Hoogleraar Sociologie aan de Universiteit van Amsterdam Jan Willem Duyvendak (59) ziet dat anders. Hij vindt net als Blom dat onze samenleving sensitiever om moet gaan met identiteitsgevoelige kwesties, ook als er (nog) geen ophef over is. ‘Je hebt geen activisten nodig om maatschappelijke kwesties te problematiseren. Je kunt ook zelf de analyse maken of iets wel of niet racistisch is.’ Het valt de hoogleraar op dat veel voor- en tegenstanders van de indianendiscussie geen dialoog wensen. ‘De actiegroep eist een heleboel dingen en dreigt met geweld, het kabinet vindt de discussie te idioot om het erover te hebben.’ Een vergelijking met het verleden dringt zich op. ‘Zestig jaar geleden, tijdens de verzuiling, waren de ideologische verschillen in ons land enorm, maar werden de tegenstellingen gepacificeerd door de elites. De ideologische verschillen zijn nu veel kleiner, maar de elites slaan elkaar op de kop. De omgekeerde situatie.’

Wat vindt Duyvendak van de door Adema geschetste tegenstelling tussen Amsterdam en de provincie? ‘De wereld buiten de Randstad is ook enorm veranderd na de jaren zestig. Tradities veranderen. Het beeld dat in de provincie de tijd heeft stilgestaan klopt niet.’ Als voorbeeld noemt hij het homohuwelijk. ‘Twintig jaar geleden waren het CDA en ook veel VVD’ers tegen het homohuwelijk, maar nu wordt het als een Nederlandse traditie gezien. Rechtse partijen omarmen de progressieve verworvenheden van links, wel een beetje laat, en gebruiken dat om zich tegen nieuwkomers, vooral tegen moslims, af te zetten. De ideologische verschillen tussen links en rechts zijn in Nederland helemaal niet zo groot. Daarin lijken we totaal niet op de Verenigde Staten, waar de Republikeinen wel een conservatieve culturele agenda hebben. Rechts Nederland vindt vooral dat de ontwikkelingen te snel gaan. Daarom verzetten het CDA en de VVD zich tegen genderneutrale toiletten. Wellicht zullen ze dat over twintig jaar vol vuur verdedigen als Nederlandse traditie.’

Duyvendak laakt het eenzijdig veroordelen van identity politics. ‘Als minderheden ergens kritiek op hebben, dan wordt dat door rechts meteen veroordeeld als identiteitspolitiek. Dat is onterecht. De meerderheidscultuur doet evenzo aan identiteitspolitiek. Al eeuwenlang zelfs. Maar als linkse activisten zich tegen heteronormativiteit of Zwarte Piet verzetten, wordt dat plots veroordeeld als identiteitspolitiek.’

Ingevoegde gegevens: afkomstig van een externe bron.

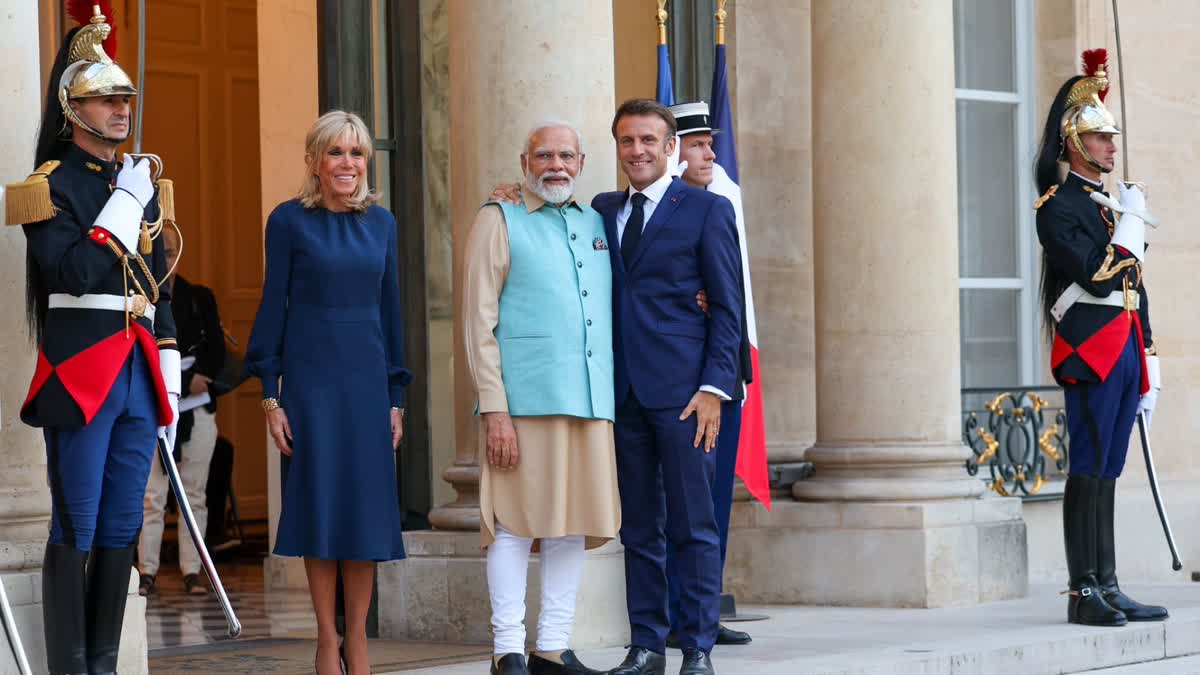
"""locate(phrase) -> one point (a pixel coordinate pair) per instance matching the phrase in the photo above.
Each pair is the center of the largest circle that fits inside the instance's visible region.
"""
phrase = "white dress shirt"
(654, 193)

Activist Inge Pierre (48) is verbonden aan de stichting Kaikoesie, die zich inzet voor inheemse indianen uit Suriname. Ze hekelt de stereotyperingen van indianen. ‘Je wordt tot een onnozel iemand gebombardeerd. Indianen zeggen geen ugh en wonen niet in een wigwam. Het is extra pijnlijk, omdat wij door de witte Europeanen zijn verdreven en deels uitgemoord. We zijn nog maar met weinig mensen. Door die clichés wordt ons ingeprent dat we overwonnen zijn. Onze bijdragen aan de wereldeconomie, denk aan maïs en tomaten, worden weggelaten. Het is goed dat de clichés worden aangepakt. We willen kinderen hun plezier niet ontnemen, maar we willen ook dat kinderen onderwezen worden over hoe indianen werkelijk leven.’